Forum Moderators: coopster & phranque

Message Too Old, No Replies

Fun with regex, returning string other than pattern match

         

csdude55

8:35 pm on Sep 22, 2021 (gmt 0)

WebmasterWorld Senior Member 10+ Year Member Top Contributors Of The Month



I have a list of rows in MySQL that look like:

colA | colB
^csdude | 20200114
robzil+a | 20210811
^phran(k|que)$ | 20190420
co+pster | 20200901


Now I'm running a regex to see if my variable matches any of them, and if so then I want to return colB.

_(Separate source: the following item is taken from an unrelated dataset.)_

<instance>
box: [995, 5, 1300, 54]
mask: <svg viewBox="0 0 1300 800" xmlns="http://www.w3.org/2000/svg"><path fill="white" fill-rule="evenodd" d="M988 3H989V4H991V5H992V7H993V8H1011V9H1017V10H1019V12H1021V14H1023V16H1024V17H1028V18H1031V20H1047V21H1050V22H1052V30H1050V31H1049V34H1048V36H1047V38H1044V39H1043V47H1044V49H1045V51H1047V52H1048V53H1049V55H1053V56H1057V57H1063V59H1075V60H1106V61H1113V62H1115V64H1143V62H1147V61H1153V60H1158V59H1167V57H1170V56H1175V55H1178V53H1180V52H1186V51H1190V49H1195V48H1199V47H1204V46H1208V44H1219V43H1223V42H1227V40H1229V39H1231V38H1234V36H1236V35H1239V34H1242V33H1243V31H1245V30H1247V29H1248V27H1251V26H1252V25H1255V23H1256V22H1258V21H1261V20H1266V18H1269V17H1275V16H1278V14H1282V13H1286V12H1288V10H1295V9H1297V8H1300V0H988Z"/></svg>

I'm currently doing it in a loop, like:

# use selectall_array to return rows as @arr

foreach $key (@arr);
($colA, $colB) = @$key;

if ($str =~ /$colA/) {
$filter = $colB;
}
}


As my list of rows grows, though, that's a slow way to do it. I recognize that it could be a lot faster to process with:

# wrap it in ( ) so I can get $1
$pattern = '(';

foreach $key (@arr);
($colA, $colB) = @$key;
$pattern .= $colA . '|';
}

$pattern =~ /|$/)/;

# this returns the matched pattern
if ($str =~ /$pattern/) { return $1; }


But how do I return the code in $colB?

I tried creating a second hash with the colA regex code as the key, but the $1 match returns the text that matched instead of the regex code:

# wrap it in ( ) so I can get $1
$pattern = '(';

foreach $key (@arr);
($colA, $colB) = @$key;

$match{$colA} = $colB;
$pattern .= $colA . '|';
}

$pattern =~ /\|$/)/;

# assume $str = 'csdude55';
# $1 equals "csdude" instead of "^csdude"
if ($str =~ /$pattern/) {
return $match{$1};
}

csdude55

9:16 pm on Sep 22, 2021 (gmt 0)

WebmasterWorld Senior Member 10+ Year Member Top Contributors Of The Month



Might have answered my own question... what do you think about named groups?

foreach $key (@arr);
($colA, $colB) = @$key;
$pattern .= '(?<FILTER' . $colB . '>' . $colA . ')|';
}

# just remove the trailing |
$pattern =~ /\|$//;

if ($str =~ /$pattern/) {
# there has to be a better way to get the first key result?
foreach (keys %+) {
return $_;
}
}

csdude55

11:47 pm on Sep 22, 2021 (gmt 0)

WebmasterWorld Senior Member 10+ Year Member Top Contributors Of The Month



A little uglier, but faster because I eliminate the regex to remove the trailing | and the second foreach:

foreach $key (@arr);
($colA, $colB) = @$key;
$pattern .= '(?<FILTER' . $colB . '>' . $colA . ')';
if ($key ne $arr[-1]) { $pattern .= '|'; }
}

if ($str =~ /$pattern/) {
($filter = (keys %+)[0]) =~ s/^FILTER//;
return $filter;
}


I don't actually need $filter, but I don't know how to return here without it :-/

lucy24

4:43 pm on Sep 23, 2021 (gmt 0)

WebmasterWorld Senior Member 10+ Year Member Top Contributors Of The Month



I don't know how to return here without it
Where are you returning to? Aren't you in the same place anyway? With three consecutive posted variants, something may have been lost. Is the final if(blahblah) actually inside a function that gets called elsewhere?

csdude55

5:12 pm on Sep 23, 2021 (gmt 0)

WebmasterWorld Senior Member 10+ Year Member Top Contributors Of The Month



Is the final if(blahblah) actually inside a function that gets called elsewhere?

Correct, I have this as part of a function in a separate file that's "require"d to the main script. Sorry, I should have said that in the beginning :-/

It's not a big deal or anything, I really just pointed that out in the last post for future readers that are trying to do the same thing.